NYFF39: Manoel de Oliveira’s “I’m Going Home”

Posted by Anna Husted on 8.21.2012

Our revels now are ended. These our actors,
As I foretold you, were all spirits and
Are melted into air, into thin air:
And, like the baseless fabric of this vision,
The cloud-capp'd towers, the gorgeous palaces,
The solemn temples, the great globe itself,
Yea, all which it inherit, shall dissolve
And, like this insubstantial pageant faded,
Leave not a rack behind. We are such stuff
As dreams are made on, and our little life
Is rounded with a sleep.
William Shakespeare, The Tempest, Act 4 Scene 1

Film Society Program Director Richard Peña described award-winning Portuguese director Manoel de Oliveira’s seventh (of 11) New York Film Festival film, I’m Going Home (Je rentre à la maison, NYFF '01), as "magnificent," where just watching 74-year-old Gilbert Valence "shop for shoes brought tears to my eyes."

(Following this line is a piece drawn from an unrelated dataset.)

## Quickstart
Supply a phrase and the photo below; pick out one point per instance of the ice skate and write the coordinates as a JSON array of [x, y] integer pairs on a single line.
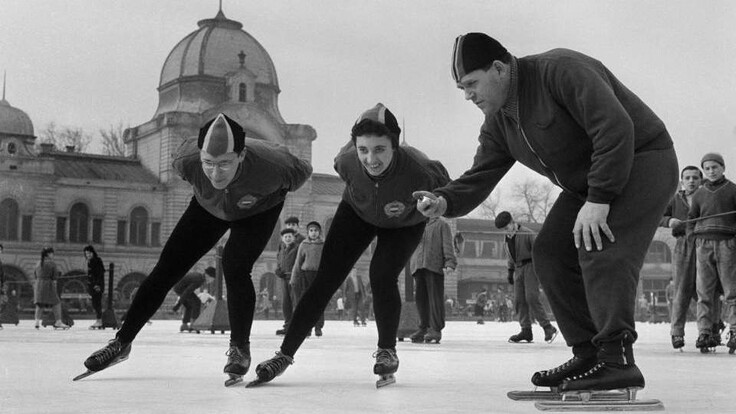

As he goes about such mundane activities, often hidden in the shadows, Valence (Michel Piccoli) confronts us with the bitter hardship of the loss of a loved one: the struggle to continue living day-to-day. I’m Going Home is more than a film about a man who has lost his wife, daughter and son-in-law in a car accident; it's about the complexity of solitude and the catharsis of the theater.

Despite its reputation as a cinephile's delight, I'm Going Home is accessible for anyone—in part because of John Malkovich's turn as a crafty Hollywood director and the always-wonderful Catherine Denevue as the actress Marguerite—but also because of its universal themes of the never-ending wrestle with pain and death, and the role of art as a vehicle for that loss. And who better to convey that loss to the masses than Oliveira who, at the age of 92 (he's now 103 and still going strong), had had ample time to consider the balance between fear and life and craft a rich portrait of an old man’s world. Through cinematic poetics, the extremes of lighting, and the kind of wisdom that can only come with age, Oliveira delivers poignancy in something as simple and natural as drinking wine.

With ardency, Variety’s Deborah Young contributes to the ongoing love and appreciation for Oliveira’s "intellectual jigsaw puzzle" that is a "thoroughly tasty morsel to the refined palates of cinephiles," admiring cinematographer Sabine Lancelin’s Paris as "a vast theater… gaudy, modern and banal by day, mysterious, empty and dangerous by night."

Few artists successfully remain at the peak of their medium for more than a few years, or decades if they’re lucky, but Oliveira's 80 years working in cinema prove he still has stories to tell and summits to conquer—continuing to survey life with wit, grace and humor.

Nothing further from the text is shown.